The East Rock neighborhood will soon see dozens of new apartment units near an area where residents used to donate blood.
Now that the project received approval from the New Haven City Plan Commission at its meeting last Thursday, the American Red Cross building at 703 Whitney Ave. will become a seven-unit apartment building. Nancy Greenberg, who purchased the property for $1.6 million in November 2016, will also construct a 35-unit apartment complex on the lot. It remains unclear when construction on the project will break ground.
“I live about a block away from this and have for about 30 years,” Greenberg said. “I have long admired this historic building, and I was very excited when it came on the market and we were able to purchase it.”
Built in 1902, the American Red Cross building is connected to a structure in its backyard that was designed to house horse-drawn carriages. Greenberg plans to demolish the connecting bridge and convert the carriage house into an amenity space for residents containing a gym, yoga room, conference and screening rooms, as well as room for bike storage.

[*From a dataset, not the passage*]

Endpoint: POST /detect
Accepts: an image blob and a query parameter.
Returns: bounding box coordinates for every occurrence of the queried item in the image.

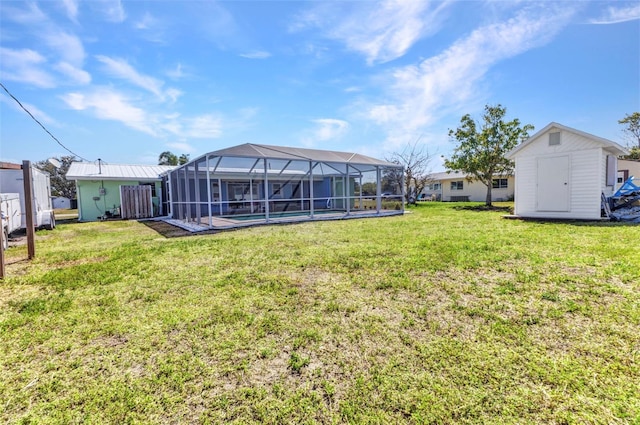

Greenberg is also planning to construct a parking lot in the backyard of the new apartment complex with a 25-vehicle capacity.
Because the current house is more than a century old, New Haven preservationists want to keep some of the original character intact. During the planning process, Greenberg said she sought feedback from local organizations such as the New Haven Preservation Trust, the East Rock Community Management team and the New Haven Urban Design League. She added that neighboring residents, including former Yale University President Richard Levin GRD ’74, approved of the designs.
Still, Greenberg noted that not everyone’s design plans came to fruition.
“Some people like modern, some people hate modern. Some people love historic, some people think it should be torn down,” Greenberg said. “We believe we preserve the best while creating something really elegant that I will be proud to live next to.”
Ward 19 Alder Alfreda Edwards came to the April 20 meeting and asked Greenberg to continue soliciting feedback from Ward 19 constituents. Since the neighborhood wants a property that enriches the area, Edwards said Greenberg should hold another community meeting. Edward Mattison LAW ’68, chair of the City Plan Commission, said he was sure Greenberg would take the residents’ concerns into account.
Following Edwards’ testimony, Ward 25 Alder Adam Marchand GRD ’99 moved the item, and asked a question that drew visible gasps from Greenberg, her partners and members in the audience.
“Clarifying question: I believe that my colleague asked for this commission to delay action until after the committee meeting, or no?” Marchand said.
Edwards clarified her testimony and said she was not asking for further delay on the approval. The Commission then passed the plan unanimously.
Despite the close of the New Haven chapter with Greenberg’s purchase, the American Red Cross has seven other locations in Connecticut.